Tested-by: Marek Marczykowski-Górecki <marmarek@invisiblethingslab.com>

> ---
> CC: Jan Beulich <JBeulich@suse.com>
> CC: Roger Pau Monné <roger.pau@citrix.com>
> CC: Wei Liu <wl@xen.org>
> CC: Marek Marczykowski-Górecki <marmarek@invisiblethingslab.com>
> 
> This is one definite bug fix.  It doesn't appear to be the only S3 bug
> however.
> ---
>  xen/arch/x86/acpi/power.c       | 3 ---
>  xen/arch/x86/acpi/wakeup_prot.S | 5 +++++
>  2 files changed, 5 insertions(+), 3 deletions(-)
> 
> diff --git a/xen/arch/x86/acpi/power.c b/xen/arch/x86/acpi/power.c
> index 4fb1e7a148..7f162a4df9 100644
> --- a/xen/arch/x86/acpi/power.c
> +++ b/xen/arch/x86/acpi/power.c
> @@ -276,9 +276,6 @@ static int enter_state(u32 state)
>  
>      mcheck_init(&boot_cpu_data, false);
>  
> -    /* Restore CR4 from cached value, now MCE is set up. */
> -    write_cr4(read_cr4());
> -
>      printk(XENLOG_INFO "Finishing wakeup from ACPI S%d state.\n", state);
>  
>      if ( (state == ACPI_STATE_S3) && error )
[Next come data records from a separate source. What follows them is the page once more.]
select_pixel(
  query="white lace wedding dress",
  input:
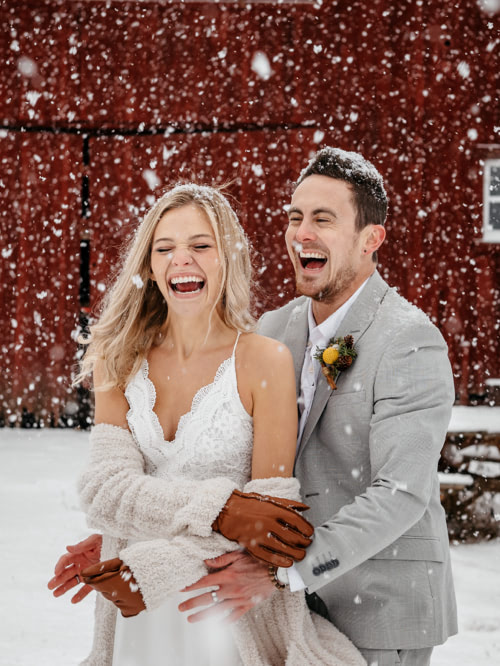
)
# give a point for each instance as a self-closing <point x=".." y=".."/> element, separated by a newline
<point x="213" y="439"/>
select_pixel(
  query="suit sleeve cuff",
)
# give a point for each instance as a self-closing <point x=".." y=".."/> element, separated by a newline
<point x="290" y="576"/>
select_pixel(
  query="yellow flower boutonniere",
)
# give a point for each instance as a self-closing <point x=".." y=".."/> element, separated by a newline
<point x="337" y="356"/>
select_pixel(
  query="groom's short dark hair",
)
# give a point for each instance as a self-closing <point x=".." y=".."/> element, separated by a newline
<point x="370" y="198"/>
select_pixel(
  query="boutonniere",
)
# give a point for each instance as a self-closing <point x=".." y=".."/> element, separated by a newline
<point x="337" y="356"/>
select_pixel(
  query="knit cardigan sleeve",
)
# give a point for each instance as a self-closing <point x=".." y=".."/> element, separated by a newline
<point x="162" y="567"/>
<point x="121" y="500"/>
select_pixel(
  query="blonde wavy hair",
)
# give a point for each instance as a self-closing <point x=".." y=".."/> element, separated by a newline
<point x="134" y="311"/>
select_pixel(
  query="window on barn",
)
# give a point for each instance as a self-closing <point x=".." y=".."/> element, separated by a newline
<point x="491" y="220"/>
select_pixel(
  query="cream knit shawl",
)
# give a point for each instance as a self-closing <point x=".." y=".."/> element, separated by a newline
<point x="121" y="499"/>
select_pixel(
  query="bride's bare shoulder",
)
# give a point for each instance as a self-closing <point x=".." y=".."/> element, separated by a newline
<point x="259" y="351"/>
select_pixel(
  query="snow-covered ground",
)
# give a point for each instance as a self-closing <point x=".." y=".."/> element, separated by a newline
<point x="39" y="516"/>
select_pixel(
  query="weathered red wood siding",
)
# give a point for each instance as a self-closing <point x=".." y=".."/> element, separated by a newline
<point x="169" y="88"/>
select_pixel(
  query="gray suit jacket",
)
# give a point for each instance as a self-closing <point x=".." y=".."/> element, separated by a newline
<point x="367" y="463"/>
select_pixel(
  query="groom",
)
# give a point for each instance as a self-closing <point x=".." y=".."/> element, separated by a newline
<point x="367" y="452"/>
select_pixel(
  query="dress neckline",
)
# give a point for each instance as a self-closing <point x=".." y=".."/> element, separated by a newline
<point x="197" y="398"/>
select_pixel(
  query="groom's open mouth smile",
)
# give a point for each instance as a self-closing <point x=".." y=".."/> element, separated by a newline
<point x="312" y="261"/>
<point x="186" y="285"/>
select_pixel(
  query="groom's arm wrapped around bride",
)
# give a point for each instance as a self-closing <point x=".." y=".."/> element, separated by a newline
<point x="123" y="501"/>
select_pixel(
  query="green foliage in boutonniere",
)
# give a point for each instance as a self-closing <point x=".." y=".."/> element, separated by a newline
<point x="337" y="356"/>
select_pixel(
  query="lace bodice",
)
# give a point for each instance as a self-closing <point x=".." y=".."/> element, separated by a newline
<point x="213" y="439"/>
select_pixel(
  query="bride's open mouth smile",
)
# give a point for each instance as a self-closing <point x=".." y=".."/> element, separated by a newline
<point x="186" y="285"/>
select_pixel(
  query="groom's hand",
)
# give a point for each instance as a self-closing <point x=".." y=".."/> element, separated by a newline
<point x="268" y="527"/>
<point x="241" y="584"/>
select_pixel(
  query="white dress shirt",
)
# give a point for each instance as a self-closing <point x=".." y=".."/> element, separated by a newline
<point x="319" y="336"/>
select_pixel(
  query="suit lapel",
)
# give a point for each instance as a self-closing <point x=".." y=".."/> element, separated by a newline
<point x="296" y="336"/>
<point x="355" y="323"/>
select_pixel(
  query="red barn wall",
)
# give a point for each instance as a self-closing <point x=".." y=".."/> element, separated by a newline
<point x="133" y="96"/>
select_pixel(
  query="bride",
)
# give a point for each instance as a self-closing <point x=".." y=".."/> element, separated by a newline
<point x="195" y="423"/>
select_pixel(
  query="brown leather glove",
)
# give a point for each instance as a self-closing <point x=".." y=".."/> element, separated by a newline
<point x="115" y="582"/>
<point x="268" y="527"/>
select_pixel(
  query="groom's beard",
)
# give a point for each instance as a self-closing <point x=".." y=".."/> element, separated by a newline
<point x="330" y="292"/>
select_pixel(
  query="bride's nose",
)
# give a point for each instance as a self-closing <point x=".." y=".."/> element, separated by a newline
<point x="182" y="257"/>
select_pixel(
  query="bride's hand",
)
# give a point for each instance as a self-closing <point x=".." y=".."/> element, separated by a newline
<point x="241" y="582"/>
<point x="69" y="567"/>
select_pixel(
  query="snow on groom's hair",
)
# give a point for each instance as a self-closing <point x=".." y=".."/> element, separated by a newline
<point x="370" y="197"/>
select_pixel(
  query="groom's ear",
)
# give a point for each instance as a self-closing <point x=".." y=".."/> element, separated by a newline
<point x="374" y="237"/>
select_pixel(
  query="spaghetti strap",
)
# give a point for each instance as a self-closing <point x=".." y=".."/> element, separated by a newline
<point x="234" y="348"/>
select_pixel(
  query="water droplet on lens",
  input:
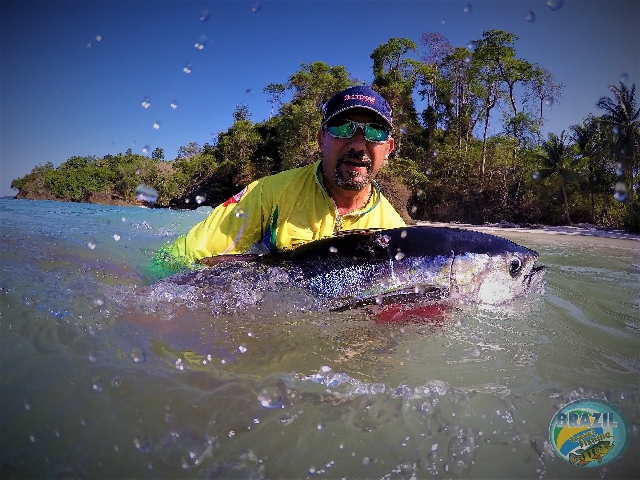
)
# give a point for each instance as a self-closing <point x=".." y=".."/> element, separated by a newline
<point x="146" y="194"/>
<point x="138" y="355"/>
<point x="141" y="444"/>
<point x="270" y="397"/>
<point x="620" y="192"/>
<point x="555" y="4"/>
<point x="96" y="385"/>
<point x="201" y="42"/>
<point x="287" y="419"/>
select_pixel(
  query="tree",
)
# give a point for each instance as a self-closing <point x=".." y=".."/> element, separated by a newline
<point x="312" y="86"/>
<point x="189" y="150"/>
<point x="499" y="71"/>
<point x="395" y="76"/>
<point x="241" y="113"/>
<point x="157" y="154"/>
<point x="622" y="115"/>
<point x="558" y="165"/>
<point x="275" y="92"/>
<point x="544" y="90"/>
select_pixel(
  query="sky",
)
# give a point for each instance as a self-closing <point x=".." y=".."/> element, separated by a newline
<point x="74" y="74"/>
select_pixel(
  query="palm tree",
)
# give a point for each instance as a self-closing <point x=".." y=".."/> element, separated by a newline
<point x="623" y="116"/>
<point x="559" y="166"/>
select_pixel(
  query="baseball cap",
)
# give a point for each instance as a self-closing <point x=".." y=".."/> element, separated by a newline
<point x="360" y="96"/>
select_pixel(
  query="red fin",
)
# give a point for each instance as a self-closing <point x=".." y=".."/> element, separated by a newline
<point x="211" y="261"/>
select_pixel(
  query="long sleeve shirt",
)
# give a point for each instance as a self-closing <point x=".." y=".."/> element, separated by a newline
<point x="280" y="212"/>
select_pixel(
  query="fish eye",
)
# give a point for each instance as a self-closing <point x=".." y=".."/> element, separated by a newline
<point x="515" y="266"/>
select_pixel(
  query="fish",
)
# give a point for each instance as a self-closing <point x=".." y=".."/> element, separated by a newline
<point x="364" y="267"/>
<point x="594" y="452"/>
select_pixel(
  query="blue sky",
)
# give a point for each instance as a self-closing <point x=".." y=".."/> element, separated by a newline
<point x="74" y="74"/>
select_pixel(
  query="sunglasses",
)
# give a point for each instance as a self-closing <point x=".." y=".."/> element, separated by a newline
<point x="373" y="132"/>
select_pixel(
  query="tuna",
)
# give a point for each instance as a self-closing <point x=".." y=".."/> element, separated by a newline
<point x="372" y="266"/>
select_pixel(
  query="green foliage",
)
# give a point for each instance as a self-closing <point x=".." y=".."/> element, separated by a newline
<point x="447" y="164"/>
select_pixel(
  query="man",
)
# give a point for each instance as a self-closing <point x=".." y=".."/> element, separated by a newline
<point x="337" y="193"/>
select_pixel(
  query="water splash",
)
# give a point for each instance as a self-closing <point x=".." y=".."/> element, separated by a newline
<point x="201" y="42"/>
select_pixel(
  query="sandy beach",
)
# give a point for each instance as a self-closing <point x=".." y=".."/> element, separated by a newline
<point x="578" y="232"/>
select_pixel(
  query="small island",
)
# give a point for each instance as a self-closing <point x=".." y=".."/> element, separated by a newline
<point x="446" y="167"/>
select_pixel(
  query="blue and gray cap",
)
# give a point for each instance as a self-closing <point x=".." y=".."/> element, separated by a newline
<point x="359" y="96"/>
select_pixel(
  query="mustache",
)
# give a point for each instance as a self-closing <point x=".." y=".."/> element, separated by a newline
<point x="358" y="155"/>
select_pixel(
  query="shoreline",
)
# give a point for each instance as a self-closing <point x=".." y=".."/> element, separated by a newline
<point x="578" y="231"/>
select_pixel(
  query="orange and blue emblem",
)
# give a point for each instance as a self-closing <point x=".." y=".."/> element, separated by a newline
<point x="590" y="433"/>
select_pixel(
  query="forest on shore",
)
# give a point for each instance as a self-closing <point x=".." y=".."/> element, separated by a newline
<point x="446" y="166"/>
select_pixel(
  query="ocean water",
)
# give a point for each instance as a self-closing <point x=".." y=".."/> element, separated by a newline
<point x="103" y="376"/>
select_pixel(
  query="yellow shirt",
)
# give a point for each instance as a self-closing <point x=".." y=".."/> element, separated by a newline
<point x="279" y="212"/>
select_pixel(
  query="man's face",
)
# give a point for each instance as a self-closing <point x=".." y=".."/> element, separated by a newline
<point x="351" y="163"/>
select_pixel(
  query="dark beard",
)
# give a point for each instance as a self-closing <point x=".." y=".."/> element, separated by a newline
<point x="353" y="183"/>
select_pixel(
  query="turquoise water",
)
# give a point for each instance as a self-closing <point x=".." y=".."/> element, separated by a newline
<point x="103" y="376"/>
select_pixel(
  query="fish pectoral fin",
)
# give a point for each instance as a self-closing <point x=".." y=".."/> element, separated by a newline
<point x="400" y="295"/>
<point x="218" y="259"/>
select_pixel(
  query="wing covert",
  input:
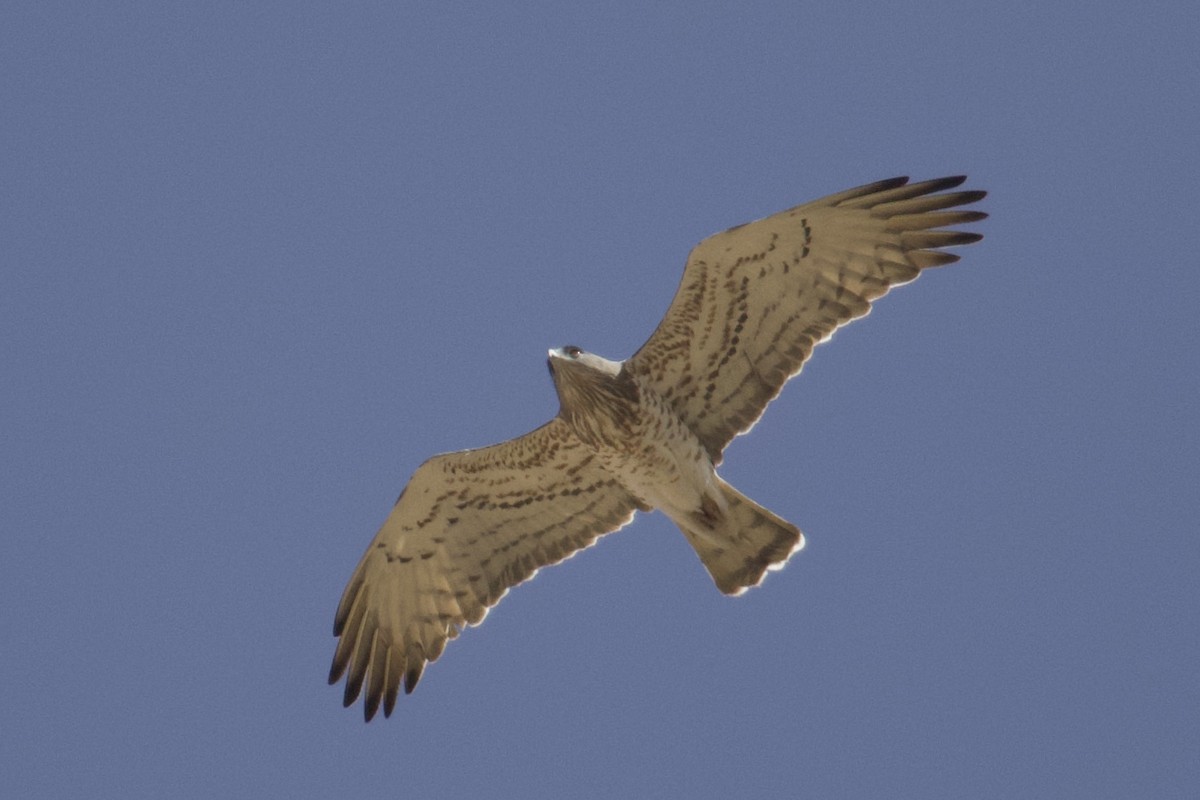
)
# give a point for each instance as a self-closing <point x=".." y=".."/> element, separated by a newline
<point x="468" y="527"/>
<point x="756" y="299"/>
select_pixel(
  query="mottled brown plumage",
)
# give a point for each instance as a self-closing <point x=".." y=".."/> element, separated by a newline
<point x="639" y="434"/>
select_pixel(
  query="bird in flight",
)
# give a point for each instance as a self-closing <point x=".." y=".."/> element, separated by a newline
<point x="640" y="434"/>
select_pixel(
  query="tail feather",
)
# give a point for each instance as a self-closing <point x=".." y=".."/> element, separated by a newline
<point x="741" y="542"/>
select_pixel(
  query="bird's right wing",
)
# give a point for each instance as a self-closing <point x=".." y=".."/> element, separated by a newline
<point x="467" y="527"/>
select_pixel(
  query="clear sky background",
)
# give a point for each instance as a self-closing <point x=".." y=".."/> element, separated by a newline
<point x="261" y="259"/>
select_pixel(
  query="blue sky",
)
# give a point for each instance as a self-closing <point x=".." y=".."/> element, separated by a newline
<point x="262" y="259"/>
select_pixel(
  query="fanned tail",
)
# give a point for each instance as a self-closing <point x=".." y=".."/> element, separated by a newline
<point x="741" y="543"/>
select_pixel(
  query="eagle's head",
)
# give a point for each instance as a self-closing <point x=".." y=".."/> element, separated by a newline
<point x="591" y="388"/>
<point x="575" y="360"/>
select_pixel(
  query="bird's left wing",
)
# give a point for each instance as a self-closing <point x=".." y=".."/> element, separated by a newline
<point x="467" y="527"/>
<point x="756" y="299"/>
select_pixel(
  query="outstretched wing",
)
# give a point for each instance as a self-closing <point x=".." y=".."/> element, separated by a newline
<point x="756" y="299"/>
<point x="467" y="527"/>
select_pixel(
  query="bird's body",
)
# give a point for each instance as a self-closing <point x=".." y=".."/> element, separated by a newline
<point x="640" y="439"/>
<point x="639" y="434"/>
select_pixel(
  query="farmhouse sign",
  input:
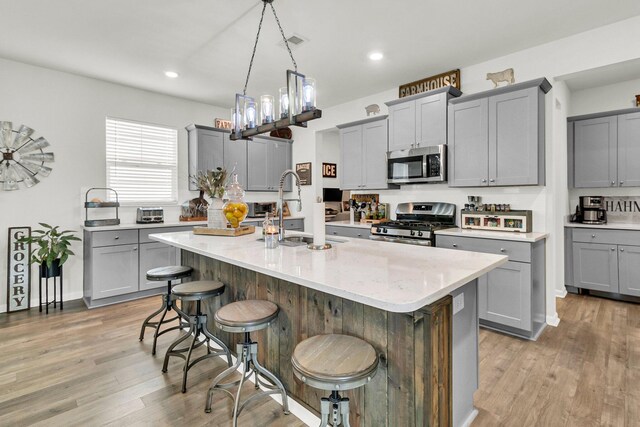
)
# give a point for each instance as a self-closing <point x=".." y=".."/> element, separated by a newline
<point x="18" y="271"/>
<point x="450" y="78"/>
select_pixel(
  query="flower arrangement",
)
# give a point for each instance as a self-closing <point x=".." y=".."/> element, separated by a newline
<point x="212" y="182"/>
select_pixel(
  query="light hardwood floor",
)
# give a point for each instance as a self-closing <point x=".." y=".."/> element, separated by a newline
<point x="81" y="367"/>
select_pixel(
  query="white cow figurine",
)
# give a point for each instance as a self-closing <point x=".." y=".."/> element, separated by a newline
<point x="502" y="76"/>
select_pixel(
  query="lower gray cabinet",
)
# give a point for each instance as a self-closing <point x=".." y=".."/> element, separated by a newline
<point x="595" y="266"/>
<point x="603" y="260"/>
<point x="153" y="255"/>
<point x="511" y="298"/>
<point x="352" y="232"/>
<point x="508" y="299"/>
<point x="114" y="271"/>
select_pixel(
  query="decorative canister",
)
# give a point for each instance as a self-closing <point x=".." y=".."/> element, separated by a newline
<point x="235" y="209"/>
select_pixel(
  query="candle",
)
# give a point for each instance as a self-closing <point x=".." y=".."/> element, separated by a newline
<point x="318" y="224"/>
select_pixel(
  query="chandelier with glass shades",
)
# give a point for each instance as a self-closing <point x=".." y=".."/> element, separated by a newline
<point x="297" y="101"/>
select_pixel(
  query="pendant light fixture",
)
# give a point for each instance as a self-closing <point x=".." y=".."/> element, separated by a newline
<point x="297" y="101"/>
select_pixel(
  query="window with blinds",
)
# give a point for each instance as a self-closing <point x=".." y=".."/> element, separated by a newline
<point x="142" y="162"/>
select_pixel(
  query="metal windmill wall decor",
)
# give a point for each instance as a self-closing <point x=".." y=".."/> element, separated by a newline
<point x="22" y="158"/>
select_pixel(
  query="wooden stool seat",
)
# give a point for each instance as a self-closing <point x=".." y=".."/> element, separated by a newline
<point x="331" y="362"/>
<point x="202" y="289"/>
<point x="171" y="272"/>
<point x="246" y="316"/>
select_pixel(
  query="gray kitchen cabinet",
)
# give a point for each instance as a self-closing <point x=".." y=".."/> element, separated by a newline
<point x="504" y="295"/>
<point x="604" y="149"/>
<point x="364" y="146"/>
<point x="352" y="232"/>
<point x="496" y="138"/>
<point x="511" y="298"/>
<point x="594" y="152"/>
<point x="267" y="159"/>
<point x="205" y="146"/>
<point x="468" y="147"/>
<point x="607" y="261"/>
<point x="419" y="120"/>
<point x="115" y="270"/>
<point x="153" y="255"/>
<point x="235" y="156"/>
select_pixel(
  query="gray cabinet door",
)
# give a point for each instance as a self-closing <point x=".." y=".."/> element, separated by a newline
<point x="595" y="266"/>
<point x="431" y="120"/>
<point x="402" y="126"/>
<point x="374" y="149"/>
<point x="513" y="138"/>
<point x="629" y="270"/>
<point x="468" y="142"/>
<point x="351" y="152"/>
<point x="235" y="155"/>
<point x="154" y="255"/>
<point x="594" y="152"/>
<point x="278" y="161"/>
<point x="258" y="173"/>
<point x="504" y="295"/>
<point x="629" y="150"/>
<point x="114" y="270"/>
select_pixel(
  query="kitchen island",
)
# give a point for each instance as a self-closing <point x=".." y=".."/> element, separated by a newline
<point x="397" y="297"/>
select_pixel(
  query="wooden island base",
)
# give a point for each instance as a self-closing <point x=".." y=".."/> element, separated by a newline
<point x="413" y="385"/>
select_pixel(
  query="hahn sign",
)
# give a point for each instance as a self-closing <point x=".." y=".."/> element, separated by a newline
<point x="18" y="271"/>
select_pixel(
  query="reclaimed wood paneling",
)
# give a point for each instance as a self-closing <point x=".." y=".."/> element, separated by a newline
<point x="413" y="384"/>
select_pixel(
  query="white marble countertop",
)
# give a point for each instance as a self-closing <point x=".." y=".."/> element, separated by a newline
<point x="608" y="226"/>
<point x="347" y="223"/>
<point x="132" y="226"/>
<point x="490" y="234"/>
<point x="392" y="277"/>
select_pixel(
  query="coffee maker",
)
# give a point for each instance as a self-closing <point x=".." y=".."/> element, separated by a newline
<point x="593" y="210"/>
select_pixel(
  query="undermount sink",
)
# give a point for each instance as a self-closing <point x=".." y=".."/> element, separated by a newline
<point x="300" y="240"/>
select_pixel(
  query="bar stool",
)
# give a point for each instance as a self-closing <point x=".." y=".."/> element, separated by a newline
<point x="245" y="317"/>
<point x="195" y="291"/>
<point x="169" y="273"/>
<point x="334" y="362"/>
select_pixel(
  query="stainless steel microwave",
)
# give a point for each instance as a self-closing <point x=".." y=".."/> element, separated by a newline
<point x="417" y="165"/>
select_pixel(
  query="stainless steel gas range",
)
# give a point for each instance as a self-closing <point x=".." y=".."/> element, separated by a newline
<point x="415" y="223"/>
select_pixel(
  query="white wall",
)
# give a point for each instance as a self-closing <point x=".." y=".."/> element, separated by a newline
<point x="550" y="205"/>
<point x="70" y="112"/>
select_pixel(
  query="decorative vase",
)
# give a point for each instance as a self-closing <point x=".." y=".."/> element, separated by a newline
<point x="235" y="210"/>
<point x="215" y="215"/>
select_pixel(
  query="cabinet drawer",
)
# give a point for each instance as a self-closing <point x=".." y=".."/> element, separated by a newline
<point x="614" y="237"/>
<point x="144" y="232"/>
<point x="112" y="238"/>
<point x="353" y="232"/>
<point x="517" y="251"/>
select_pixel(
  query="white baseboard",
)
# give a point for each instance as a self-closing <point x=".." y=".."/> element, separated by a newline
<point x="553" y="320"/>
<point x="34" y="301"/>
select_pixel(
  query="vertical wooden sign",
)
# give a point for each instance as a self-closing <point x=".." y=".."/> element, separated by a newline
<point x="18" y="270"/>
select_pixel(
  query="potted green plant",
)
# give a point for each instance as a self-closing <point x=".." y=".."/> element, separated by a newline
<point x="50" y="248"/>
<point x="212" y="182"/>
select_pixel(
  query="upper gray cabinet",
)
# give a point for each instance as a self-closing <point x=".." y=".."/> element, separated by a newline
<point x="364" y="146"/>
<point x="496" y="138"/>
<point x="267" y="159"/>
<point x="259" y="163"/>
<point x="205" y="149"/>
<point x="419" y="120"/>
<point x="604" y="149"/>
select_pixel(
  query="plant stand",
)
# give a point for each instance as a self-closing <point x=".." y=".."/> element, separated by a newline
<point x="55" y="273"/>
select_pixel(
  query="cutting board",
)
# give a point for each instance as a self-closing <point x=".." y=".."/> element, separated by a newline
<point x="233" y="232"/>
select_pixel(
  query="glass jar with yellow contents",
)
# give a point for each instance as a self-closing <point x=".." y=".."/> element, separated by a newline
<point x="235" y="209"/>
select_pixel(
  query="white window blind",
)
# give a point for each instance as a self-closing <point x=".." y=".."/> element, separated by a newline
<point x="142" y="162"/>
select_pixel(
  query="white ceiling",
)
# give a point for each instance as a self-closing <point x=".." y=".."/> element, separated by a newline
<point x="209" y="42"/>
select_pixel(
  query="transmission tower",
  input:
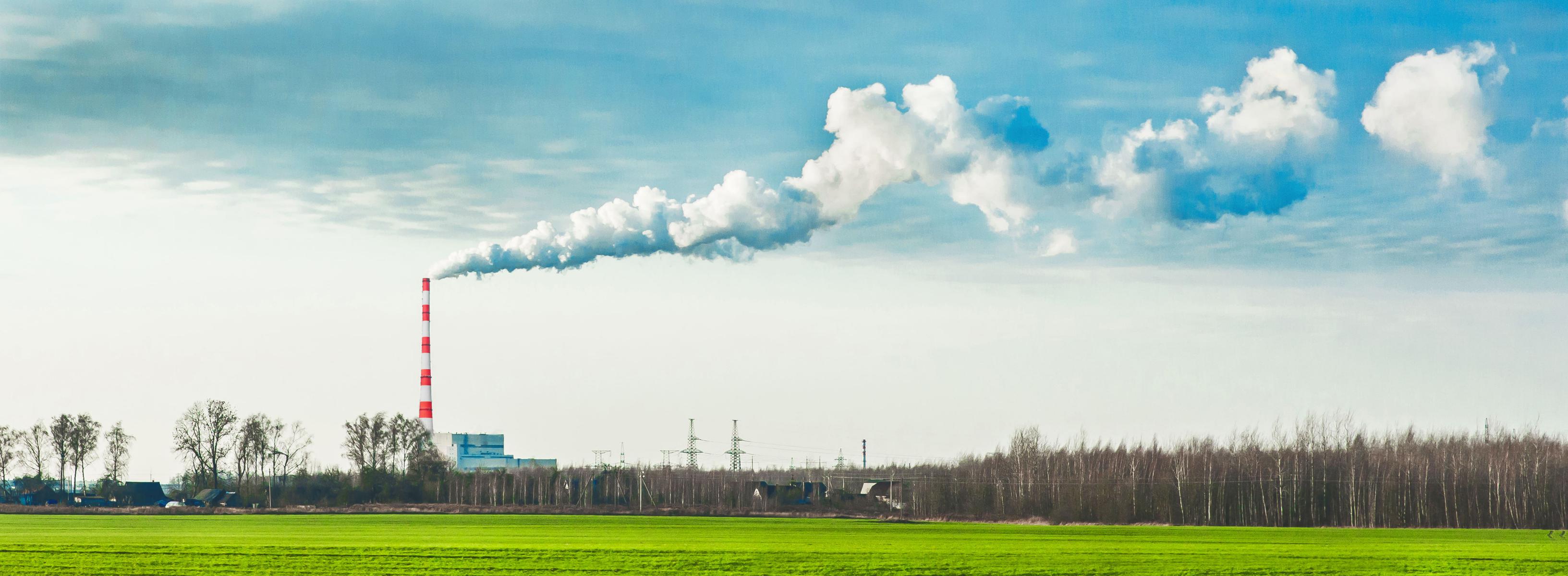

> diff --git a/xen/arch/x86/acpi/wakeup_prot.S b/xen/arch/x86/acpi/wakeup_prot.S
> index c6b3fcc93d..1ee5551fb5 100644
> --- a/xen/arch/x86/acpi/wakeup_prot.S
> +++ b/xen/arch/x86/acpi/wakeup_prot.S
> @@ -110,6 +110,11 @@ ENTRY(s3_resume)
>  
>          call    load_system_tables
>  
> +        /* Restore CR4 from the cpuinfo block. */
> +        GET_STACK_END(bx)
> +        mov     STACK_CPUINFO_FIELD(cr4)(%rbx), %rax
> +        mov     %rax, %cr4
> +
>  .Lsuspend_err:
>          pop     %r15
>          pop     %r14

-- 
Best Regards,
Marek Marczykowski-Górecki
Invisible Things Lab
A: Because it messes up the order in which people normally read text.
Q: Why is top-posting such a bad thing?